Oh! ’twas wild, ’twas foolish, past explaining, nonsense: and, angry with myself and that white maid who stood and hung her head before me, I stroked my hand across my face to rid me of the fancy, and, gathering myself together, made my bow, murmuring something fiercely civil, and turned my back upon her to seek another group.

Yes; but if you think I conquered that fancy, you are wrong. For days and days it haunted me, even though I laughed it to scorn, and, what made the matter more difficult, more perplexing, was that I had not guessed in error—the unhappy Isobel had loved me from first sight, and, against every precedent her nature would have warranted, grew daily deeper in the toils. And I, who never yet had turned from the eyes of suppliant maid, watched her color shift and fly as I came or went, and strode gloomy, unmindful, through all her pretty artifices of maiden tenderness, burning the meanwhile with love for her disdainful sister.

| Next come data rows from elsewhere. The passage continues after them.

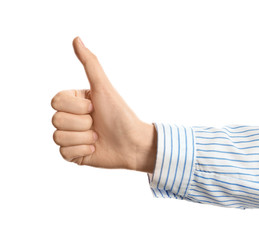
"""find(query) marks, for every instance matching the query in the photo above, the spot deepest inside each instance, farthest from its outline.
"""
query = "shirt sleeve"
(208, 165)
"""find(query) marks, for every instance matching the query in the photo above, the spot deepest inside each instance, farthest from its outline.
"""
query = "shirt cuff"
(175, 159)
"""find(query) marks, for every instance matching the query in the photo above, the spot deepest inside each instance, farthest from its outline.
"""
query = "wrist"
(146, 148)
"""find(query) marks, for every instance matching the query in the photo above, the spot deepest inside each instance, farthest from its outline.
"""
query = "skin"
(123, 140)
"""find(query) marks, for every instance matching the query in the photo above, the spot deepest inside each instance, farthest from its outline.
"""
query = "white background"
(183, 62)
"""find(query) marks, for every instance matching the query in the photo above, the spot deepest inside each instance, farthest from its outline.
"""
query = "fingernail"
(92, 148)
(81, 42)
(95, 136)
(90, 108)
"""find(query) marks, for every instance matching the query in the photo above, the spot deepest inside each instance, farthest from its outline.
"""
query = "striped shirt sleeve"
(208, 165)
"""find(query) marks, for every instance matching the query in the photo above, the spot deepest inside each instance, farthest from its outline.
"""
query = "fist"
(96, 127)
(73, 121)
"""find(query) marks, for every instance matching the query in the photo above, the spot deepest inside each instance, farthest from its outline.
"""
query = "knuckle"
(57, 119)
(78, 161)
(57, 137)
(56, 102)
(82, 108)
(89, 121)
(64, 153)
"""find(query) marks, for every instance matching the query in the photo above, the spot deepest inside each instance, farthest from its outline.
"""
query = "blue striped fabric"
(218, 166)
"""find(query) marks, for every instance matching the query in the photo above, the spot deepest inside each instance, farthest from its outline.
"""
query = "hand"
(124, 141)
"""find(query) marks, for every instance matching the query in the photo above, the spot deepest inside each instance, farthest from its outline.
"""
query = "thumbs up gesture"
(96, 127)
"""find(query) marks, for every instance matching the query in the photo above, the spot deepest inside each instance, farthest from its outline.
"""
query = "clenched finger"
(72, 122)
(72, 152)
(71, 104)
(69, 138)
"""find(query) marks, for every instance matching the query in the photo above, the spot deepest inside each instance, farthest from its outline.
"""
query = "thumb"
(93, 69)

It was a strange medley, and in one phase or another pursued me all the time I was in that noble keep. When I was not wooing I was being wooed. Alas! and all the coldness I got from that black-browed lady with the goddess carriage and the faultless skin I passed on to the poor, enamored girl who dogged my idle footsteps for a word.

Thus, on one day we had a tournament. All round the great castle, under the oaks, were pitched the tents of the troopers, while the pennons and bannerets of knights and barons, as we saw them from the turret top, shone in the sunlight like a field of flowers. The soldier-yeomen had their sports and contests on the greensward, and we went down to watch them. Thor! but I never saw such bronzed and stalwart fellows, or witnessed anything like the truth and straightness of those stinging flights of shafts the archers sent against their butts! Then the next day, following the sports of the common people, in the tiltyard inside the barbican, we held a tourney, a mock battle and a breaking of spears, a very gorgeous show indeed, and near as exciting as an honest mêlée itself.

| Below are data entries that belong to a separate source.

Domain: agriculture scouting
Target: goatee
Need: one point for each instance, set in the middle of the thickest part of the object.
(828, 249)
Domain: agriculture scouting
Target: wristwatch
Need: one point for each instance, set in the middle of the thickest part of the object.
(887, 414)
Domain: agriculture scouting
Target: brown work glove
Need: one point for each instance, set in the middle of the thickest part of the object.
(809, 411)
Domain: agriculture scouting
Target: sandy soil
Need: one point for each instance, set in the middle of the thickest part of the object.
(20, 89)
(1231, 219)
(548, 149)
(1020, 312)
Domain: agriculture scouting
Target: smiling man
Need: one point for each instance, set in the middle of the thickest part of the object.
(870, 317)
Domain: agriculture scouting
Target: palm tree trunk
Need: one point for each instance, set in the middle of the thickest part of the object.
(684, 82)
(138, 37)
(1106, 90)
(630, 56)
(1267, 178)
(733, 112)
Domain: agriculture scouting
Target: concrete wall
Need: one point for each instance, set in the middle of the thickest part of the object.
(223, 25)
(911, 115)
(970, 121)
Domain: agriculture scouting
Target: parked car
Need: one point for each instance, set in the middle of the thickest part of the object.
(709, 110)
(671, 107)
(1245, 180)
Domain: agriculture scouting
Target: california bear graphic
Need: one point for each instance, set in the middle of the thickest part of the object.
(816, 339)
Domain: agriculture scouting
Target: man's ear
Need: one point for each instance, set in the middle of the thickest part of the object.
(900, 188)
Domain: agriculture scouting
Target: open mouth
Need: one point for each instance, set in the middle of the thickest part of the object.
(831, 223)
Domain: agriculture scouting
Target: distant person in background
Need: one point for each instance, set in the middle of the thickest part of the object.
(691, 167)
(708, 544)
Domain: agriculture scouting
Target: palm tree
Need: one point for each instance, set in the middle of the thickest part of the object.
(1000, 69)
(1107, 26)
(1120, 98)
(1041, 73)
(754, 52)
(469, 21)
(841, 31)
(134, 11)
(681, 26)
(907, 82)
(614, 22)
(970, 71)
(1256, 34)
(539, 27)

So tuneful in my ears proved the shivering of lances and the clatter of swords on the steel panoply of the knights, that, though at first I held aloof, stern and gloomy with my futile passion, yet presently I itched to take a spear, and, since those sparkling riders liked the fun so much, to let them try whether my right hand had lost the cunning it learned before their fathers were conceived. And as I thought so, standing among the chief ones in that brilliant tourney ring, up came the white rose and tempted me to break a lance, and sighed so softly and brushed against me with her scented draperies, and tried with feeble self-command to meet my eyes and could not, and was so obviously wishful that I should ride a course or two, and so prettily in love, that I was near relenting of my coldness.

I did unbend so much as to consent to mount. A page fetched my armor and my mighty black charger draped in crimson-blazoned velvet and ribboned from head to tail, and then I went to the rear of the lists and put on the steel.

“Thanks, good squire!” I said to the youth who thrust my pointed toes into the stirrups when I was on my horse. “Now give me up my gauntlets and post me in my principles.”

“Fie, Sir, not to know,” quoth he, “the worship of weapons and the honor of fair ladies!”

“Thanks. That is not difficult to remember; and as to my practice?”

“Ah! there you confuse him,” put in a jester standing by. “No good knight likes to be bound too closely as to that.”